Revamped LSU defense expects more of the same

LSU defensive coordinator John Chavis has said “tradition doesn’t graduate,” and his players insist that will be evident when they open the season against No. 20 TCU on Saturday night in Arlington, Texas.

The Tigers have just three starters from last year’s defense — safety Craig Loston, cornerback Jalen Mills and linebacker Lamin Barrow — as well linebacker Tahj Jones, who was poised to start last season before becoming academically ineligible for all but the Chick-fil-A Bowl.

But when you add to that a generous helping of talented players and the tradition Chavis talked about, you come up with the 2013 model of the Tigers defense, which the players say will be a lot like the 2009, ’10, ’11 and ’12 defenses that Chavis led.

LSU has finished in the top 12 nationally in total yards and scoring each of the past three seasons, yielding averages of 17.5 points and 307 yards last season.

“We’ll be the same as always,” tackle Anthony Johnson said. “We play fast, physical and dominant. We’re going to go out there with a great game plan like coach Chavis always puts us in, and we’re going to go out there and play great football. We’re going to be disciplined and attack the guys in front of us.”

Head coach Les Miles said Chavis is coming off perhaps his most challenging preseason camp because so many starters left for the NFL after last season.

“It looks like the kind of defense that we’re used to having here at LSU,” Miles said. “I can’t imagine it playing any differently.”

Johnson is the most experienced lineman, having played in 27 games in his first two seasons, but he has started just three. The line features four new starters, and much of the premium depth will come from true freshmen, beginning with tackle Christian LaCouture (6-foot-5, 298 pounds) and end Tashawn Bower (6-5, 243).

“Those guys are big bodies and can help us in short yardage situations,” Johnson said. “We’re going to go out there and play great football and try to get those young guys involved.”

Johnson said LaCouture and Bower have “earned the right to play” and aren’t being rushed on to the field out of necessity.

“LaCouture came in a semester early like I did my freshman year, and he’s proven to the coaches that he can stay in with the big boys,” Johnson said. “He showed a lot of great things going against the first-team offensive line. He’s a powerful guy.”

Johnson likened Bower to Danielle Hunter, who’s in a three-man rotation at the top of the depth chart at end with Jermauria Rasco and Jordan Allen, whom Miles called “interchangeable.”

“He’s a big, physical pass rusher with cat-like moves,” Johnson said of Bower.

D.J. Welter, a fourth-year junior who like Jones was academically ineligible for all but the bowl game last season, is expected to make his first career start at middle linebacker, sandwiched between seniors Barrow and Jones.

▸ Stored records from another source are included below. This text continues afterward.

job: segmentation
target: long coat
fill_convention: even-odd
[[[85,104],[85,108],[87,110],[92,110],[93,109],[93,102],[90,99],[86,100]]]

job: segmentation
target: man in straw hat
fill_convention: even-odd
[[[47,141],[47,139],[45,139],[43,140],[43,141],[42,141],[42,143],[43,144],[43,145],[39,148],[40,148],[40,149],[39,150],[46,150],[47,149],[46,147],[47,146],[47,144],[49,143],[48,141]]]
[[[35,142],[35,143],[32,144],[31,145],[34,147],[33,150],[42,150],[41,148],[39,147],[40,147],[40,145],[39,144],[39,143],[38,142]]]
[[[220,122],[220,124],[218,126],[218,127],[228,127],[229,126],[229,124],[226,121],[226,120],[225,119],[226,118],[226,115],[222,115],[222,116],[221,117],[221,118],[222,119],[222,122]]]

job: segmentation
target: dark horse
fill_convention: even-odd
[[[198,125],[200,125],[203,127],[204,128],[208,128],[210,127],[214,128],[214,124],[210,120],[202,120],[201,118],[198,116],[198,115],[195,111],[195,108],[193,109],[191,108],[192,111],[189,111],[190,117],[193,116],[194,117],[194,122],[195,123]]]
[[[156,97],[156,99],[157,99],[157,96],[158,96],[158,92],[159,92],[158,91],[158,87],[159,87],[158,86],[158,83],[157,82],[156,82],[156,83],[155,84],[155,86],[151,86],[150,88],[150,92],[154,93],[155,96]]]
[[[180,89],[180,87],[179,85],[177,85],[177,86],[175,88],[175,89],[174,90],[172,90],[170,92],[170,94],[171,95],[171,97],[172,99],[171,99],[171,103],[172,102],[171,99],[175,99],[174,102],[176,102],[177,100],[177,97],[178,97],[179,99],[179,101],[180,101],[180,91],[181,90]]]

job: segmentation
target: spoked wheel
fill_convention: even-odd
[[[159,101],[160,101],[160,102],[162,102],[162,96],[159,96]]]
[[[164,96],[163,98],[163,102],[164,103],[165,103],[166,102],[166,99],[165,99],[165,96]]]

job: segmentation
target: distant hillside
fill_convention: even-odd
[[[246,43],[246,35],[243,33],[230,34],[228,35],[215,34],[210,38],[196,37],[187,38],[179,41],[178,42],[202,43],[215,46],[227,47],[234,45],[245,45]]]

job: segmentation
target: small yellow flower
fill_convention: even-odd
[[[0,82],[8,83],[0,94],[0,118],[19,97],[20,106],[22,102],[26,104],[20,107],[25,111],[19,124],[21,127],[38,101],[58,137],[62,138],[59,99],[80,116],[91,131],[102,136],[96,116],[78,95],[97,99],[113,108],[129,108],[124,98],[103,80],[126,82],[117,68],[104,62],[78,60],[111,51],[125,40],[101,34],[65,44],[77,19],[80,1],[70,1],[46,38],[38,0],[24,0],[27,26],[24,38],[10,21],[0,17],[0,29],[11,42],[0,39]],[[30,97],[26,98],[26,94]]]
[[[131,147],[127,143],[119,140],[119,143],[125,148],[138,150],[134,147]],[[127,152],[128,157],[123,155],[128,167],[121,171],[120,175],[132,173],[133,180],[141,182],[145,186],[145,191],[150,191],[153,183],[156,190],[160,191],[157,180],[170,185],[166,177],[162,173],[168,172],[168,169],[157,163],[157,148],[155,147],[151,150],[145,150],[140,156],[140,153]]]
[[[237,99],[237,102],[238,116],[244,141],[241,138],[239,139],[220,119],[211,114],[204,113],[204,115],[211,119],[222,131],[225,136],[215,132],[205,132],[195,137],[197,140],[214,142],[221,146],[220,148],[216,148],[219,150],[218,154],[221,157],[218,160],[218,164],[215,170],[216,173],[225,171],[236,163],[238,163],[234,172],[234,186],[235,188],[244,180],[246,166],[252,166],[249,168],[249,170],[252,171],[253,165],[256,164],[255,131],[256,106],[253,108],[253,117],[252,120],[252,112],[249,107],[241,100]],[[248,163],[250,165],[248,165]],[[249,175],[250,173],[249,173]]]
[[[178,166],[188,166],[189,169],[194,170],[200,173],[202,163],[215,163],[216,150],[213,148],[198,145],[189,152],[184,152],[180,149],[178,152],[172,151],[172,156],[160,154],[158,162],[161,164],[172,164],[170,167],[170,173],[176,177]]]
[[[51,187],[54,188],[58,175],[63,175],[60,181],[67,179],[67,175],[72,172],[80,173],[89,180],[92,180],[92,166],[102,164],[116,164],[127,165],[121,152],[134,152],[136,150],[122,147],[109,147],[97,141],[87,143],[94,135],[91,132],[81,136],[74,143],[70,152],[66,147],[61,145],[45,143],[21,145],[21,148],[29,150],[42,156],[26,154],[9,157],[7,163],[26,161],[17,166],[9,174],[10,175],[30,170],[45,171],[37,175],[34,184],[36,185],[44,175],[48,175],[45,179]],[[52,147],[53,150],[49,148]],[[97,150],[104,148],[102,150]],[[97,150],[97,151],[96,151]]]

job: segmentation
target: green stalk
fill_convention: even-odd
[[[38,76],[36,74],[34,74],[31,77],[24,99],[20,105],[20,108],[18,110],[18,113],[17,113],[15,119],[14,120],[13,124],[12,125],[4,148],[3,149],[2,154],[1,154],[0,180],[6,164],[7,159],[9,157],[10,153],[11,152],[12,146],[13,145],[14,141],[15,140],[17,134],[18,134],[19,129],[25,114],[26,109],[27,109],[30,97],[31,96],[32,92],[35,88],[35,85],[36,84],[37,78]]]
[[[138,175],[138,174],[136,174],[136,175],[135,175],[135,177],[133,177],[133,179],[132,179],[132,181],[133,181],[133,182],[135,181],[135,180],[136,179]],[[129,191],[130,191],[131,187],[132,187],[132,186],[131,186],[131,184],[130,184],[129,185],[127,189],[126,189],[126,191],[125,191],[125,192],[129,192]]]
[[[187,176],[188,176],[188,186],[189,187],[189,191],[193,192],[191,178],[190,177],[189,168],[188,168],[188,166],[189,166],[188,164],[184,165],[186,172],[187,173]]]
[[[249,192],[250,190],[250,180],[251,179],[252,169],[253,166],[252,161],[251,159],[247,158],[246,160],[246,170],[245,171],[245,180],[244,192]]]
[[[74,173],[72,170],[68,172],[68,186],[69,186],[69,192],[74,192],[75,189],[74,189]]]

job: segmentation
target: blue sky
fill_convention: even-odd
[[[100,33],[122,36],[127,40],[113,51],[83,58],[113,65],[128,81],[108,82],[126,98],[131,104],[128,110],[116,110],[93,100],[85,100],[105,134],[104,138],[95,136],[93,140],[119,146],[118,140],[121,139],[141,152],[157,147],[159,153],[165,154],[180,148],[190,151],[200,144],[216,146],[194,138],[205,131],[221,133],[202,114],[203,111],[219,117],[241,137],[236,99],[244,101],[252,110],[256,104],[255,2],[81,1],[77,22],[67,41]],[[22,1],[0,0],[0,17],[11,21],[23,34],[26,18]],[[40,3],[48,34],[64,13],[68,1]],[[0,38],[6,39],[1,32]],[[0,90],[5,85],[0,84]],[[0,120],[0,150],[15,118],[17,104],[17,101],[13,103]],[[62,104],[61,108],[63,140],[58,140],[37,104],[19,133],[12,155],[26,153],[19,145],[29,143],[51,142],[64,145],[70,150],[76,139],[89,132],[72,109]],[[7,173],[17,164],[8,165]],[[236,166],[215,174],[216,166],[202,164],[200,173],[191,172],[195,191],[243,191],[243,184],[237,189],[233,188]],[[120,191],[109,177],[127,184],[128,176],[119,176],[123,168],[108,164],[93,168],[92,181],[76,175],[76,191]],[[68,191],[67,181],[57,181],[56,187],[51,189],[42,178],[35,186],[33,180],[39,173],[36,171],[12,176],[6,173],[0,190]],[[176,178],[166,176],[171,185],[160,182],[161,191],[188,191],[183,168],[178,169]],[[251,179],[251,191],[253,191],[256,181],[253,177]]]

“I’ve been through so many camps now it seems like forever,” Welter said. “To finally be able to go out there and suit up and be a factor in the game plan is a big deal for me.”

The secondary has two returning starters — senior safety Craig Loston and sophomore cornerback Jalen Mills — and two new starters in junior free safety Ronald Martin and sophomore cornerback Jalen Collins. Sophomore Micah Eugene is the nickelback, and sophomore Dwayne Thomas is the dimeback.

Mills said he was attracted to LSU because of its “style and caliber of defense.”

“I don’t think there will be any drop-off,” he said. “We’ll have the same style and attitude that LSU has always played with.”

The pass defense allowed an average of 331 passing yards in the final four games last season as each opponent threw for at least 300 yards. Mills attributed that breakdown to “a lack of concentration.” It’s up to the few veterans to keep the younger players focused, as their predecessors did.

“When you look around and see there are just a few guys left, it’s up to you to grab the torch,” Loston said. “You have to get out of your comfort zone and do different things. You have to be able to become a leader, look out for the others and talk and interact a little more.”

Loston acknowledged the uncertainty that comes with so many players taking on expanded roles, but he said he knows what to expect Saturday.

“Everybody’s anxious to see what happens, but I know what those guys are capable of doing,” Loston said. “I’ve been around them every day for the last 2½ months, and I can’t wait for them to show everybody else what they’ve been showing me.”